Este disco no busca seducir. Incomoda. Y eso lo vuelve verdadero. En una época de pulcritudes? artificiales, suena imperfecto, suena humano. Suena como alguien que sabe que el tango no es una bandera, sino una confesión.
Melingo no revive el tango. Lo contamina. Lo hace hablar en lunfardo del conurbano, en francés de prostíbulo, en griego de puerto. Lo lleva con él, sin pedirle permiso.
Detrás de todo esto hay una vida. Una historia de fogones con primos, pero también de conservatorio: el Buchardo, el Manuel de Falla. Hay frustraciones con el bandoneón, hasta que aparece el clarinete, ese instrumento ladino, que lo acompaña a Brasil, al saxo, a Los Abuelos de la Nada, a todos y cada uno de los puentes.
Y ahora, en esta etapa final, Melingo se funde con la rebética, esa música griega de exiliados, de cárceles, de resistencia. Como el fado, como el blues, como el flamenco. Como el tango. Lo acompañan músicos que no ejecutan, sino que respiran con él: Muhammad Habbibi Guerra, Camilo Ferrero. Ellos saben: esto no se toca. Se invoca.

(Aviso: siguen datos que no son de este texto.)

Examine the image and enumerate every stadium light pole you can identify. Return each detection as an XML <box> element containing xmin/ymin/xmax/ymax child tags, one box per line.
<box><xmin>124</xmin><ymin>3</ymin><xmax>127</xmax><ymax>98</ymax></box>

Y si había que decir algo más, si faltaba una nota final para cerrar este recorrido, está El Eternauta. No está en el disco, como no estaban Pity, Pablito ni Fito. Pero sí está en Melingo. Porque cuando canta esa Buenos Aires helada, sitiada por una nevada radiactiva que todo lo borra, canta por todos los tangos exterminados, por todas las músicas que supieron morir de pie. Ahí está Oesterheld, claro. Pero también está Walsh. Está la idea de que el arte, si vale, es trinchera, es abrigo, es testimonio. Melingo no musicaliza la historieta: le pone cuerpo al frío. Voz a la espera. Ruido a la ausencia.